The story of the curious rent thief
A tale of pickpockets preying on the Solana ecosystem. Read our investigation into the persistent theft of rent from uninitialized accounts. This is the story of the Solend rent thief.
Introduction
Recently, there’s been a rent thief. This bot steals money from uninitialized accounts across the Solana ecosystem, claiming and profiting from the rent. The Solend team noticed the bot when it attempted an attack on the new permissionless pools that are being developed. Let’s dig into how rent thieving works by doing a case study on an attack on one of the permissionless pools.
Note
To be clear, funds stored in the main Solend protocol are completely unaffected.
Background
To understand how this exploit works, we first have to understand a bit about how rent works in Solana.
Since accounts can store data that every validator needs to download, Solana charges a certain amount of rent based on the amount of data. However, accounts that have enough for two years of rent payments are considered rent-exempt as long as their balance never drops below the threshold. Fortunately, rent is very cheap, so it’s not hard to make an account rent-exempt.
As such, when creating new accounts, most programs will need to transfer some SOL into the new account to make it rent-exempt.
The exploit
New reserves (also known as assets) are added to a Solend pool by calling the init_reserve function, which creates six new accounts to store data about the reserve:
- Reserve detail, which stores information about the reserve, e.g. liquidity mint, mint decimals, oracles, configs, etc.
- Reserve liquidity token account, which holds deposited tokens.
- Fee receiver token account, which will receive origination fees on borrows.
- Reserve collateral mint account, the deposit receipt token, also known as
cTokens. - Reserve collateral token account, which holds users’ collateral tokens.
- Creator collateral token account, the creator’s
cTokenaccount.
Account creation and initialization are usually done within the same transaction. However, due to Solana’s transaction size limit of 1232 bytes, the creation and initialization of these six accounts had to be separated into two transactions: creation and initialization. Here’s what a call to init_reserve is supposed to look like:
Notice anything amiss? In between the two transactions, the account has rent money but no owner. This is where the rent thief comes in to snatch the account, along with its rent:
Since there was a roughly 40-second (50-slot) window in between the two transactions, such an attack was very consistent.

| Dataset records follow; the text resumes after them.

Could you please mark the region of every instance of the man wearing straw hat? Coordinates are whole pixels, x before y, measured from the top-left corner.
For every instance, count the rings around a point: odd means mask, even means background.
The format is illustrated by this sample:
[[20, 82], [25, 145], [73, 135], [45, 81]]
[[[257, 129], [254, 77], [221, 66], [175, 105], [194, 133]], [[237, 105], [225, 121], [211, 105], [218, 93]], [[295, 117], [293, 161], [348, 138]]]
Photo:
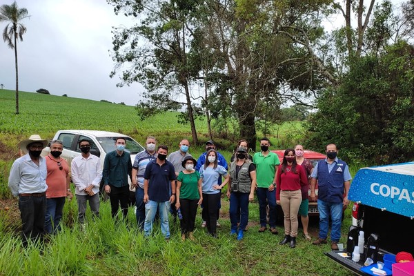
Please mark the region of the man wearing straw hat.
[[19, 197], [23, 246], [30, 238], [41, 237], [45, 232], [46, 211], [46, 161], [40, 156], [48, 141], [33, 135], [19, 143], [23, 156], [12, 165], [8, 186]]

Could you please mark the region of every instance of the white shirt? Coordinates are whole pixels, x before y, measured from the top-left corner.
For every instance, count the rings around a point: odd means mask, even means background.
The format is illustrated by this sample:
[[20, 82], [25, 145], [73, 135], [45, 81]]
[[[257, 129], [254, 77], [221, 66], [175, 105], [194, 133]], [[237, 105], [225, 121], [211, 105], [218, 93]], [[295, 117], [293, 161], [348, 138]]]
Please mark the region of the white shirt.
[[14, 197], [19, 194], [44, 193], [48, 189], [47, 175], [46, 160], [39, 157], [37, 166], [27, 153], [16, 159], [12, 165], [8, 186]]
[[93, 185], [92, 191], [94, 193], [99, 191], [102, 179], [99, 157], [91, 154], [88, 158], [84, 158], [82, 155], [77, 156], [72, 160], [70, 167], [72, 181], [76, 186], [76, 195], [87, 195], [83, 190], [90, 184]]

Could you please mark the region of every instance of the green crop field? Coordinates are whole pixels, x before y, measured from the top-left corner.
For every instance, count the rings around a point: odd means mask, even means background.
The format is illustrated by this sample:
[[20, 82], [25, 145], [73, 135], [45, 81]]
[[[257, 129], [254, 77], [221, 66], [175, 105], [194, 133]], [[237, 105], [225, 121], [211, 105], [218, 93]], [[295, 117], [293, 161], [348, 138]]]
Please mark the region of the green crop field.
[[[350, 272], [323, 254], [329, 246], [315, 246], [302, 237], [297, 247], [278, 244], [283, 236], [267, 231], [257, 233], [258, 205], [249, 207], [249, 230], [242, 241], [230, 237], [228, 201], [222, 199], [219, 239], [206, 235], [197, 215], [195, 241], [181, 241], [178, 224], [171, 226], [169, 242], [159, 231], [144, 239], [136, 226], [133, 209], [128, 224], [114, 224], [110, 206], [101, 202], [101, 219], [92, 221], [82, 231], [76, 223], [76, 200], [65, 205], [62, 231], [46, 244], [32, 244], [23, 248], [19, 238], [19, 209], [7, 187], [8, 171], [18, 157], [17, 145], [31, 134], [50, 139], [60, 129], [92, 129], [127, 134], [140, 143], [155, 135], [159, 143], [172, 148], [183, 137], [190, 139], [189, 125], [177, 122], [177, 112], [156, 115], [140, 121], [134, 107], [60, 96], [20, 92], [20, 112], [14, 115], [14, 93], [0, 90], [0, 275], [351, 275]], [[197, 121], [201, 141], [209, 138], [205, 121]], [[272, 126], [273, 148], [293, 146], [304, 139], [300, 123]], [[260, 136], [260, 133], [258, 134]], [[220, 151], [229, 159], [239, 137], [232, 141], [215, 138], [222, 145]], [[234, 141], [233, 141], [234, 140]], [[198, 157], [204, 146], [192, 146], [191, 153]], [[353, 172], [353, 175], [355, 172]], [[8, 211], [3, 207], [10, 207]], [[89, 210], [88, 211], [89, 213]], [[350, 223], [350, 210], [342, 228], [345, 241]], [[313, 221], [313, 237], [317, 224]], [[157, 224], [155, 229], [159, 229]]]

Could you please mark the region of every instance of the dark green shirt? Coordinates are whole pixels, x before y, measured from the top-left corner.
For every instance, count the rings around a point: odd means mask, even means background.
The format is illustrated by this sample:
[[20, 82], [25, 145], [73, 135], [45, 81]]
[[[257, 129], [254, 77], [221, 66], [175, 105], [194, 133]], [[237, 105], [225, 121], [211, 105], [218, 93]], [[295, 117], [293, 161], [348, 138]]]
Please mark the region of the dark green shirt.
[[119, 155], [117, 150], [108, 152], [105, 157], [102, 170], [103, 184], [115, 187], [128, 186], [128, 176], [131, 176], [132, 170], [132, 164], [128, 152], [124, 151], [121, 155]]
[[181, 181], [179, 189], [179, 198], [186, 199], [199, 199], [200, 194], [198, 190], [198, 181], [200, 173], [197, 170], [193, 173], [186, 175], [180, 172], [177, 177], [177, 181]]

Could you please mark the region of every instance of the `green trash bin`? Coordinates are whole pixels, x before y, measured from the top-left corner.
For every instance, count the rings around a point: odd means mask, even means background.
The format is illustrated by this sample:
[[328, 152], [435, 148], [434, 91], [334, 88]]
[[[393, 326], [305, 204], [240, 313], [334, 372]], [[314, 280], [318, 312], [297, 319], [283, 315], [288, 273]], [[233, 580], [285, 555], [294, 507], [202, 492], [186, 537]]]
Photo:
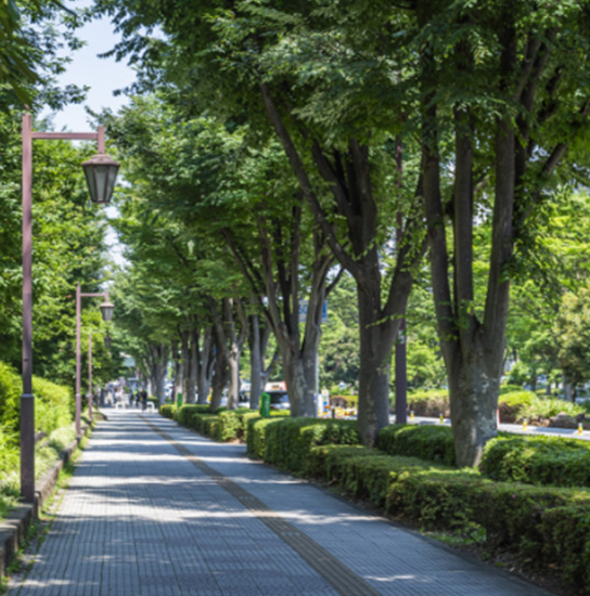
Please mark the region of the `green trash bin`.
[[270, 396], [260, 393], [260, 416], [268, 418], [270, 416]]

Fortunately, rent is relatively cheap, so the entire attack only extracts about 0.0082 SOL every iteration (four token accounts each worth around 0.002 SOL), which is around 28 cents at the time of writing this article.

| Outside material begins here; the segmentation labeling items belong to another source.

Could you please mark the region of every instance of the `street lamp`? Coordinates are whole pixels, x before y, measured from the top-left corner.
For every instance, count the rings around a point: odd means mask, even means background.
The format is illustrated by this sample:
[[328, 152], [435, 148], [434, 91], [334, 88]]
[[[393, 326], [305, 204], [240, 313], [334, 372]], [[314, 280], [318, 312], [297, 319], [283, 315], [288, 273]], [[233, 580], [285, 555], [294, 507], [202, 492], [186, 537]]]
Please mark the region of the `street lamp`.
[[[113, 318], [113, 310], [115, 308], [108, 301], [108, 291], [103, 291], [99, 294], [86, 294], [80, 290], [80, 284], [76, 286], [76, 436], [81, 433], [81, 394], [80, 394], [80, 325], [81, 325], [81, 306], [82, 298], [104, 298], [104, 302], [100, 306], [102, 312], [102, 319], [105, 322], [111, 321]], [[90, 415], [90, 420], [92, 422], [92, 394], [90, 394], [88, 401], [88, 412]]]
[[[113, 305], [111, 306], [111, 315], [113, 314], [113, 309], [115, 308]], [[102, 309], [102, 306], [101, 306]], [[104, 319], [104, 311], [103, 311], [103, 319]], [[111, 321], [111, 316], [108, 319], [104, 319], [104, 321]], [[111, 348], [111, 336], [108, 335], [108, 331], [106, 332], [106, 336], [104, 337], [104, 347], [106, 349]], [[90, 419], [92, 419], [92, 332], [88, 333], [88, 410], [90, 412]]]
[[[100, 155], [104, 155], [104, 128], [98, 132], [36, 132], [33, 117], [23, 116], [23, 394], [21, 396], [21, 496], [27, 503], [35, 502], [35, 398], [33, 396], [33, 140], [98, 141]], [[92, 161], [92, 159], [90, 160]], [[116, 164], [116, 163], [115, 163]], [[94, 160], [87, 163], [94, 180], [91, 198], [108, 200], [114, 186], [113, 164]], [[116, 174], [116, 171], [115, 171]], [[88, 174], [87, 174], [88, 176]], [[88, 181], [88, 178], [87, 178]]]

Despite this low cost, this is pretty annoying…
Example
Let’s take a look at a real attack.
(…more accounts truncated)
The developer creates a couple of accounts and transfers enough SOL for them to be rent-exempt. This took place in slot 136,580,113.
(…more accounts truncated)
As detailed before, the attacker takes ownership of the newly created accounts. This took place in slot 136,580,154, which is 41 slots (29 seconds) after the initial transaction.
The developer attempts to take ownership of the account, but it fails with the error “account or token already in use” since the attacker took ownership of it. This took place in slot 136,580,167, which is 13 slots (9 seconds) after the attacker’s transaction. In total, that’s a 54-slot gap (38 seconds) between the two Solend transactions.
(…more accounts truncated)
Now that the attack is over, the attacker closes the accounts, transferring the rent money to themselves. The total money stolen during this attack was 0.00815212 SOL.
Impact
Rent-thieving attacks don’t steal much money.
They can only make a small profit very infrequently as Solana rent is cheap and there are only a handful of large services that separate account creation and initialization. In addition, this strategy doesn’t scale well, since such non-atomic account creation is relatively infrequent.
However, it’s still obnoxious even if the monetary impact is minimal. Transactions will fail and need to be remade, impacting usability.
Solution
As a temporary stopgap, Solend refactored their codebase to lower the 40-second delay between transactions to around 15 seconds (20 slots), making an attack much more difficult and inconsistent.
As a more permanent solution, Solend implemented an onchain program which handles account creation, allowing them to fit all the relevant instructions into one transaction.